Give it a final taste before dishing the Creamy Spinach Soup out to serve!
Tips
- A flour slurry helps to thicken the creamy soup and give it a more velvety texture and weight. It is optional.
- Tapioca flour can be substituted with cornstarch.
- If using a stand blender, allow the soup to cool a little before blending.
- After adding the cream, ensure the soup achieves a boiling state before switching off the heat. This cooks the ingredients together, reducing the risk of early spoilage.
- Make sure to watch the full video to see how I made it exactly!
Storage Instructions
Once completely cooled, it can be kept refrigerated in an air-tight container until the next day. Reheat before consuming.
It’s not recommended to freeze the soup as the texture may be affected.
Let’s Eat!
It’s sweet, and tasty, creamy but not too rich, and smooth while being light at the same time. Paired with fluffy buns, today’s dinner will be quite easy on the stomach while satisfying the appetite!
Easy Creamy Spinach Soup
Equipment
- Stockpot/ Deep Pan
- Sharp Kitchen Knife
- Chopping Board
- Blender/ Food Processor
Ingredients
- 10 cloves garlic, minced
- 2 yellow onion, large, chopped
- 3 tbsp butter, unsalted
- 1 L chicken stock, homemade
- 4 cups thyme
- 1/8 tsp pepper
- 1 tsp salt
- 18.5 oz spinach, washed
- 4/5 cups cooking cream
Flour Slurry
- 5 tbsp water
- 1.5 tbsp tapioca flour
Instructions
Preparation
- Peel, wash and mince the garlic. Repeat with the yellow onions.
- Mix together water and tapioca flour until well-combined to make the flour slurry. Set aside.
Cooking
- In a stockpot over medium heat, melt the butter completely.
- Add garlic and cook until fragrant.
- Add yellow onions. Cook them for 3 minutes, or until very fragrant and the yellow onions are translucent. Stir occasionally to prevent burning at the bottom of the pot.

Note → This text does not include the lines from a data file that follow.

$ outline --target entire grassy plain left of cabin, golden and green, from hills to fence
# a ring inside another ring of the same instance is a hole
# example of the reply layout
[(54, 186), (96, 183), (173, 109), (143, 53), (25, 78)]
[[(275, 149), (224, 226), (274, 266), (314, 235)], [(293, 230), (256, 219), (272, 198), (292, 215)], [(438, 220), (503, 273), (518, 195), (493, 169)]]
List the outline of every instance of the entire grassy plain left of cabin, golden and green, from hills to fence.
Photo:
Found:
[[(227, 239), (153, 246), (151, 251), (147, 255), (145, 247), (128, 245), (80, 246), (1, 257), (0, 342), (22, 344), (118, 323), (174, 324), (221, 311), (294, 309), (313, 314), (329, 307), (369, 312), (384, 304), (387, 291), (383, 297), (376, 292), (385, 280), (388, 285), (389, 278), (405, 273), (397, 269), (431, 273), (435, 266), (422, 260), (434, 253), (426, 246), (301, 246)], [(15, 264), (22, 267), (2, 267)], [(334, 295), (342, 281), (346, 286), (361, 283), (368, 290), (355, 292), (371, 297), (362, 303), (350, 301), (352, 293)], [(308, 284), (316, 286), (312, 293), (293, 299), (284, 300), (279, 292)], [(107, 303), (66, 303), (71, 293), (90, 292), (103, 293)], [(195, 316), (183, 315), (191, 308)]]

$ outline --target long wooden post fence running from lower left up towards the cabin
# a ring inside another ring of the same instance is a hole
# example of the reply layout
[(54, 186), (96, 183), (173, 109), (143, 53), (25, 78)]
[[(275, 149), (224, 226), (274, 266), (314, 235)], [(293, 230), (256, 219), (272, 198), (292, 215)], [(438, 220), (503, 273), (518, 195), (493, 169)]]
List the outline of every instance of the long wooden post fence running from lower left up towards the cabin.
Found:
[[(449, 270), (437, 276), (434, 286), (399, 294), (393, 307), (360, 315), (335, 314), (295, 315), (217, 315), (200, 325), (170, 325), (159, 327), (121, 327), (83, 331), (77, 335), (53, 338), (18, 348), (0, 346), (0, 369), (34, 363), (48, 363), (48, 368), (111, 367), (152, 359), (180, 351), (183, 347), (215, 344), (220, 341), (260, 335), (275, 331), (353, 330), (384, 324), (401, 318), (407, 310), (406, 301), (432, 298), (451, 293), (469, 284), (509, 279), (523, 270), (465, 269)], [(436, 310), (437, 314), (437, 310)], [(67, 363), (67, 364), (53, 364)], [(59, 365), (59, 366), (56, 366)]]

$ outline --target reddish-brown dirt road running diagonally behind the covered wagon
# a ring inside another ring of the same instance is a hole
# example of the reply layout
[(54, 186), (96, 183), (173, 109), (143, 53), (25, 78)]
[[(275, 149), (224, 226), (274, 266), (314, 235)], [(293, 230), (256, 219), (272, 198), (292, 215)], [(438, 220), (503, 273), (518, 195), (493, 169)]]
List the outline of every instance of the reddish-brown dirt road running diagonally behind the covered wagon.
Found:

- After 3 minutes, add chicken stock, thyme, pepper and salt. Stir together until well-mixed. Cover the pot and let it boil for 5 minutes.
- Add 55g of washed spinach a handful at a time until the pot is full. Stir to soften and continue adding until all the spinach has been added. Cover the pot and cook for 10 minutes, stirring every 5 minutes to evenly distribute the heat.
- Taste and adjust as preferred.
- Switch off the heat. Blend for about 2 minutes, or until the soup is smooth with a hand blender.
- Add cooking cream.
- Switch on the heat to medium. Stir the soup for 30 seconds, or until the cream is fully combined with the soup. Make sure the soup achieves a boiling state as you stir.
- Add the flour slurry and mix until well-combined.
- Switch off the heat and serve with some toasted garlic bread or slider buns.
Video
Notes
Tips
- A flour slurry helps to thicken the creamy soup and give it a more velvety texture and weight. It is optional.
- Tapioca flour can be substituted with cornstarch.
- If using a stand blender, allow the soup to cool a little before blending.
- After adding the cream, ensure the soup achieves a boiling state before switching off the heat. This cooks the ingredients together, reducing the risk of early spoilage.